HLA-A,B,DR,DQ haplotypes

The frequencies of the HLA-A,B,DR,DQ haplotypes were estimated from fewer people (17 745 donors) than those frequencies for the HLA-A,B haplotypes (30 777 donors) because until the end of 1998, donors were typed for DR and DQ only when their potential HLA-A, B was compatible with a recipient. This could introduce a bias into the estimation of haplotype frequencies. Thereafter donors were simultaneously typed for HLA-A, B, DR, DQ, but unfortunately this sample is still much too small (2216) for a detailed description of all of France.

As reported above, Corsica is different from the rest of the country, with fewer HLA-A, B, DR, DQ haplotypes at higher frequencies. Figure 2 shows that again only 20 of the most frequent haplotypes was sufficient to reach the value of 0.5: Corsica has less variability than the other departments. Table 7 indicates that of the haplotypes found in only a single department, two were located in Corsica at a frequency greater than 0.01: HLA-A26,B35,DR4,DQ2 and HLA- A2,B41,DR3,DQ3. The latter haplotype contains HLA-B41, also found in Lebanon, Ukraine and Armenia,45 and HLA-A2,B41, which has a high frequency in Greece.45 The presence of these haplotypes in Corsica suggests the possibility of genetic exchange or migration between these regions and Corsica.

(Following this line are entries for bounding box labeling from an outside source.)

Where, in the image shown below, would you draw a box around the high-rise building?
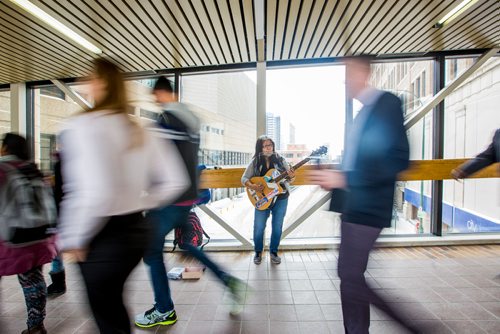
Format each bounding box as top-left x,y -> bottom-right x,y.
266,113 -> 281,150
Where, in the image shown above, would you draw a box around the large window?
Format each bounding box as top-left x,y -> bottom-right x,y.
33,86 -> 85,174
0,90 -> 10,135
180,70 -> 257,239
266,65 -> 345,239
443,57 -> 500,233
34,78 -> 173,173
371,60 -> 433,234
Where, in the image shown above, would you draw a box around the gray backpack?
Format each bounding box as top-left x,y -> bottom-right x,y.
0,162 -> 57,246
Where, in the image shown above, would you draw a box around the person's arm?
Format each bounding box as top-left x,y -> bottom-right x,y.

The frequency of the HLA-A28,B35,DR8,DQ4 haplotype shows the greatest contrast. It seems to have originated in the Pyrenees; its frequency decreases rapidly as it spreads towards neighbouring departments, and it is absent from most other departments (55 of them). This distribution may reflect the trace of the ‘Basque’ population living in France and Spain.

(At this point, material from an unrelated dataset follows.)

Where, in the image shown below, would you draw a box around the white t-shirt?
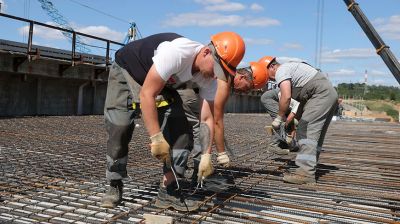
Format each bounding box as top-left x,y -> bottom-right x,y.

Although the frequencies of the HLA-A,B,DR,DQ haplotypes are slightly biased, as explained above, their departmental distributions are consistent with those of the HLA-A,B frequencies,

This detailed description of the HLA diversity in France uses a method that takes advantage of the known surname distribution to refine the results described by Lonjou et al9 and to increase the accuracy of the geographical origin of haplotypes. Doing so enhances the likelihood of localising and obtaining, at the lowest cost, the best donors for patients awaiting bone donor transplantation from unrelated donors, particularly when their haplotypes are rare: first by identifying the geographical origin of the intended recipient, and then, by using the method described here to locate the area where the probability of finding the volunteer donors sharing these same haplotypes is highest.